According to the email I received this week from my WotC sales rep, the release date on these was pushed to November 5 for Core stores, and a general release date of November 16. Looks like nobody told Germany about the change.


----------



## Tiitha (Oct 21, 2010)

thalmin said:


> According to the email I received this week from my WotC sales rep, the release date on these was pushed to November 5 for Core stores, and a general release date of November 16. Looks like nobody told Germany about the change.




Yeah, I received an e-mail from Amazon today that they really won't be getting the item until November 16th. I decided to cancel my order for now.


----------



## Thanee (Oct 21, 2010)

thalmin said:


> According to the email I received this week from my WotC sales rep, the release date on these was pushed to November 5 for Core stores, and a general release date of November 16. Looks like nobody told Germany about the change.




Maybe some overzealous trainee packed them out and put them on the shelf immediately?
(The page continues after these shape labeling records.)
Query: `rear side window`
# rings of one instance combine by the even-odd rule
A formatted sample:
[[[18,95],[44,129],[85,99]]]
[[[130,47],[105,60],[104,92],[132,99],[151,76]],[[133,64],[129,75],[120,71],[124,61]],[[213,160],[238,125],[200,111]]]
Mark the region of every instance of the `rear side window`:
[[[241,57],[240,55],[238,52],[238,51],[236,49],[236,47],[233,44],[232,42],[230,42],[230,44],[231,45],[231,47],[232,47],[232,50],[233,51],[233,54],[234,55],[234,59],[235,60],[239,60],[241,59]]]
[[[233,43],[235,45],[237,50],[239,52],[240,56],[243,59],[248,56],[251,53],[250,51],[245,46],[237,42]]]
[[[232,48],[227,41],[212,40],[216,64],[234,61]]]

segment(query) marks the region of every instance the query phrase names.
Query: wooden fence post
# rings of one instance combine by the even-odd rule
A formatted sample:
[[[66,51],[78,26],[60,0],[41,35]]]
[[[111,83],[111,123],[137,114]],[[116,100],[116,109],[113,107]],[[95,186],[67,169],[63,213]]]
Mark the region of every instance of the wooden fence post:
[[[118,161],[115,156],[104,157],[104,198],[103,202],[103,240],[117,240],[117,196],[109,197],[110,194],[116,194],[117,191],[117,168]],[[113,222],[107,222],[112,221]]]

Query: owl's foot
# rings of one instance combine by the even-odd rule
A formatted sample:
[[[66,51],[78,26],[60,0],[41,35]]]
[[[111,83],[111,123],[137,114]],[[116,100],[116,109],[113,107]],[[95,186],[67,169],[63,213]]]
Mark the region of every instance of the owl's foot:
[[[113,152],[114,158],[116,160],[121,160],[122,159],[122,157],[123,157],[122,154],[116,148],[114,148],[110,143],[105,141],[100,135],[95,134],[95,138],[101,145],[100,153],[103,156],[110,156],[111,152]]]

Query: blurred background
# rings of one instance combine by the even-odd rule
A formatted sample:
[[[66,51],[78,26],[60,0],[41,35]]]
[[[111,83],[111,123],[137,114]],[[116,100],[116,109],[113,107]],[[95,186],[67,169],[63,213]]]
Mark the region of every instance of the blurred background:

The regular guy, who is doing the RPG stuff, wasn't there, when I bought them... but I will tell him, when I see him next, so they might put the sets down, if they are not to sell them yet. 

Bye
Thanee


----------



## Jhaelen (Oct 21, 2010)

thalmin said:


> Looks like nobody told Germany about the change.



Oops! Well, I just ordered them anyway


----------



## Nikosandros (Oct 21, 2010)

If they are already available and, in some cases, distributed, what's the point of delaying their release to the public? Is too much stuff coming out this month?


----------



## Thanee (Oct 21, 2010)

Maybe they forgot to send them to the premier stores first. 

No, really, I have no idea.

Bye
Thanee


----------



## Oryan77 (Oct 26, 2010)

Nikosandros said:


> If they are already available and, in some cases, distributed, what's the point of delaying their release to the public? Is too much stuff coming out this month?




I thought these weren't coming out until Nov 16th. So when I saw this thread, I contacted my distributor. They don't even have them in stock in their warehouse yet. He told me that WotC delayed the release. So it's odd that some *stores* apparently have them! Wow, guess you guys in Germany got lucky.


----------



## Thanee (Oct 27, 2010)

Yep, after reading about that release date stuff I'm pretty sure that someone somewhere messed this up a little. 

But at least you get your pictures early this time. 

Bye
Thanee


----------